La decisión, adoptada a horas del paro general convocado por la CGT por la Secretaría de Trabajo a cargo de Julio Cordero incluye la intimación “a abstenerse de llevar adelante toda medida de acción directa que tuvieran previsto implementar, en violación a las normas legales que rigen la Conciliación Laboral Obligatoria, estando dicha instancia en pleno trámite”.
Para el organismo oficial “la adopción de cualquier medida de fuerza configuraría un incumplimiento de la conciliación laboral obligatoria oportunamente dispuesta y actualmente en vigencia”.
Ocurre que la decisión no resiste ningún análisis de derecho laboral básico en tanto la conciliación obligatoria es un recurso del que se vale el Estado para discontinuar un conflicto en curso y abrir paso a una negociación entre las partes. En este caso, de existir tal resolución, estaría referida a conflictos particulares de cada uno de esos gremios que eluden el alcance de un paro nacional convocado por la CGT que es una organización de tercer grado a diferencia de la UTA y La Fraternidad que como ksindicatos son organizaciones de primer grado.

Así lo confirmó a Tiempo Argentino Matías Cremonte, presidente de la Asociación de Abogados y Abogadas Laboralistas de Latinoamérica que explicó que “la finalidad de la conciliación obligatoria es que la administración convoque a las partes a una mesa para que resuelvan un conflicto. Para que en ese contexto de paz social traten de llegar a un acuerdo y se resuelva ese conflicto”.

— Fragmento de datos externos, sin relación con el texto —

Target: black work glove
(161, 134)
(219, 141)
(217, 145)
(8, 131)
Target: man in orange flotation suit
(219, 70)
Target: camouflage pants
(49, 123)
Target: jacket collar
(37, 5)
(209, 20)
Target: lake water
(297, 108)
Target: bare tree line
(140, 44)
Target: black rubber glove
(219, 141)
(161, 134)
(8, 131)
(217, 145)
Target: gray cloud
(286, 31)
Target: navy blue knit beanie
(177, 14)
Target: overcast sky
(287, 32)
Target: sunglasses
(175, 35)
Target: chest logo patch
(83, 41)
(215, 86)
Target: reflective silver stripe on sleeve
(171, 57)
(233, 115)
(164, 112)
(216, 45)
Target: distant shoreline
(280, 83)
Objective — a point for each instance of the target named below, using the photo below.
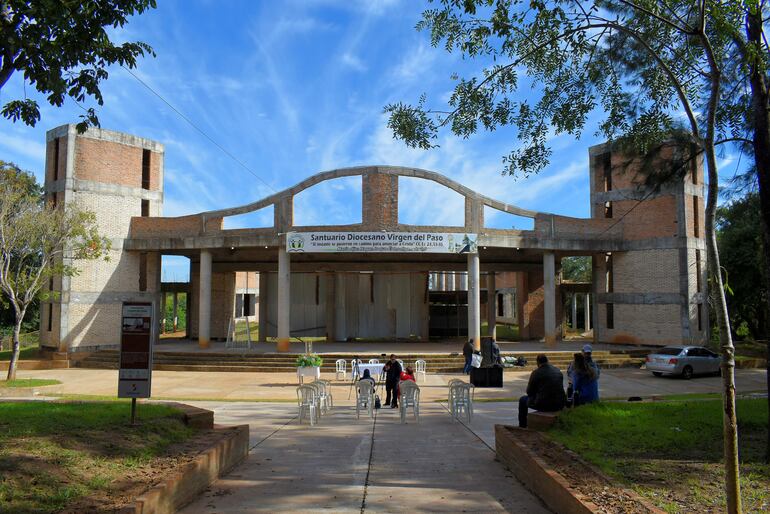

Por el contrario, puntualizó Cremonte, “una huelga general, o un paro general convocado por la CGT a la cual la UTA está adherida como gremio confederado, no afecta a esa conciliación. De hecho, la huelga general no es puntualmente contra la contraparte de la UTA sino contra el gobierno nacional. Es una medida para presionar a los legisladores de modo tal que no aprueben una ley que va a afectar al conjunto de la clase trabajadora. Sería absurdo pretender que esta huelga esta abracada por aquella conciliación obligatoria”.
El gobierno buscó así, a horas de un paro general, desinflar el conflicto y, quizás, ofrecer un salvoconducto al propio Roberto Fernández para que deje sin efecto la medida. Algo que ya ocurrió con motivo del paro general anterior.